As an actor who has impersonated a consultant surgeon for over a decade, I have encountered a range of more or less dramatic medical conditions. But nothing can prepare you for the sight of sick and dying children. Seeing them struggle with common and preventable diseases shames you into a humble and helpless silence.
In 2011 I witnessed the effects of East Africa's worst drought for 60 years as a medical emergency unfolded. On a visit with Islamic Relief to the remote Griftu district hospital in Wajir in northern Kenya, I met exhausted mothers - some of whom had walked many miles - keeping anxious vigil as their children fought for life.
Hundreds of thousands of children across Kenya, Ethiopia and Somalia were afflicted with severe malnutrition, and those I encountered were the lucky ones - the ones who made it to the hospital. Even then it was a hospital with a single doctor, no bed sheets, no mosquito nets and sparse supplies. At the height of the drought a child was dying every six minutes, and aid agencies were stretched to breaking point.
Devastating droughts of this kind are becoming more frequent as climate change bites. The number of climate-related natural disasters increased by an average of 4% a year from 1980 to 2010, and it is projected that by 2015 such disasters will affect a staggering 375million people - six times the population of the UK.
Some aid agencies are rising to this challenge by shifting the focus of their aid towards disaster protection - helping poor communities to prepare for the worst instead of just expecting them to hope for the best. Islamic Relief has launched a new £9.5million disaster protection programme that will help protect 466,000 people against the ravages of drought, floods and tropical storms in five countries: Kenya, Niger, Yemen, Bangladesh and Pakistan.

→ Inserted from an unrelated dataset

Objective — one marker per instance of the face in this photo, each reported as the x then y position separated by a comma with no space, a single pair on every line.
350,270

Half the cost of this forward-looking initiative is being met by the generosity of the British public, from donations to Islamic Relief's 2012 Ramadan appeal. The other half comes from the UK Government, which pledged to match every public donation to that appeal pound for pound, up to a maximum of £5million.

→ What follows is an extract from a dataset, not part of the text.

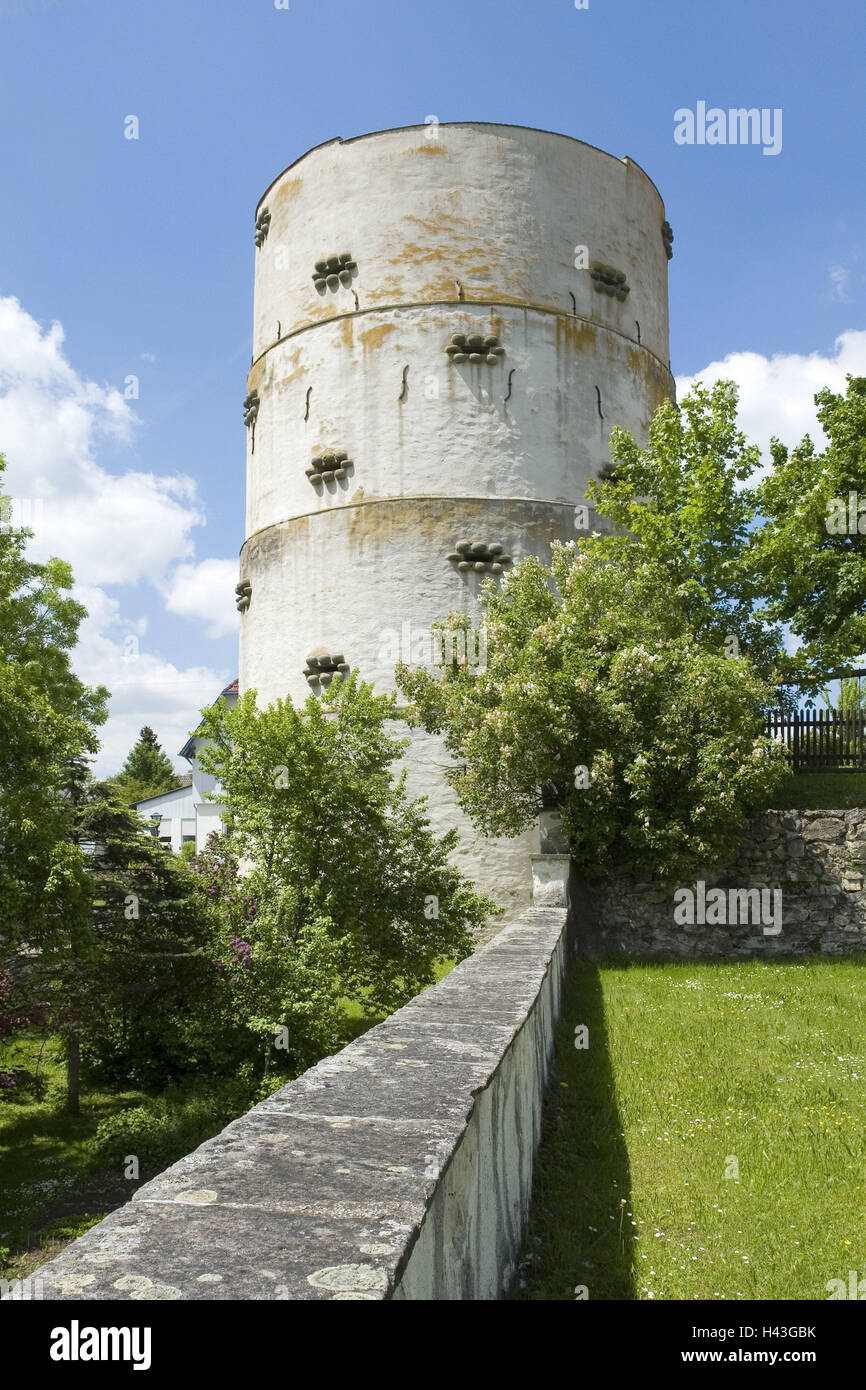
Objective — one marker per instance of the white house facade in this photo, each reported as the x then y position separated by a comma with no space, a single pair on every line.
185,813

The new programme is funding a range of disaster protection activities - things like raised housing to keep people safe from flood water; reservoirs to capture water in the rainy season that can be used during long, hot summers; cereal banks where communities can store grain to feed their families in the event of drought; and small loans to help livestock farmers starved of pasture to find new ways to make a living.
Kenyan farmer Ishmail Mohamed, 36, shows the huge potential of the new programme. Ishmail used to be a pastoralist, an itinerant livestock farmer roaming over a vast area to find pasture for his animals. But most of his 50 cattle and 100 goats perished in successive droughts. Pastoralists make up 80% of the population in north-eastern Kenya but their old way of life is dying as climate change, environmental degradation and population pressures take their toll. The landscape is so dry and parched that it can no longer sustain large numbers of livestock.

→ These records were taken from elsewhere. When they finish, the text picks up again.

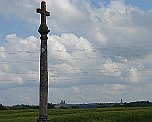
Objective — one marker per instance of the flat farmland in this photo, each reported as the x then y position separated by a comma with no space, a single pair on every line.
130,114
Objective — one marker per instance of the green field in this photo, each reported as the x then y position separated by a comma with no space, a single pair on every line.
142,114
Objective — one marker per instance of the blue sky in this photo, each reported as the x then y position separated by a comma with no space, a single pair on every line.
99,51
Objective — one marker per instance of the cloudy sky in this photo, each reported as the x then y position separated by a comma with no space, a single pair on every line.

"When I was young there used to be plenty of grass for animals," says 76-year-old Mumina Adan, Ishmail's mother. "But as population and drought have increased, the amount of pasture has diminished."
Thanks to Islamic Relief, Ishmail is now proud to call himself an agropastoralist. His main focus is growing crops - maize, beans and a variety of vegetables - with just a handful of animals to provide milk for his children. His family is one of 900 benefiting from an Islamic Relief project that helps former pastoralists to clear and irrigate unused land along the River Daua.
In 2010 four of Ishmail's seven children were treated for acute malnutrition through Islamic Relief's therapeutic feeding programme. In 2011, however - with the Daua irrigation programme more established and Ishmail's new farm thriving - all seven children remained healthy through the record-breaking drought that I witnessed. Now many more families like Ishmail's are set to benefit from the Daua irrigation project as Islamic Relief's disaster protection work expands.
"The potential of irrigated agriculture here is immense, and only about 10% of that potential has been exploited," says Stephen Omware, Islamic Relief Kenya's Livelihoods Coordinator. "There is scope for people not only to feed themselves but to feed the whole county and supply neighbouring counties that are suffering because of climate change."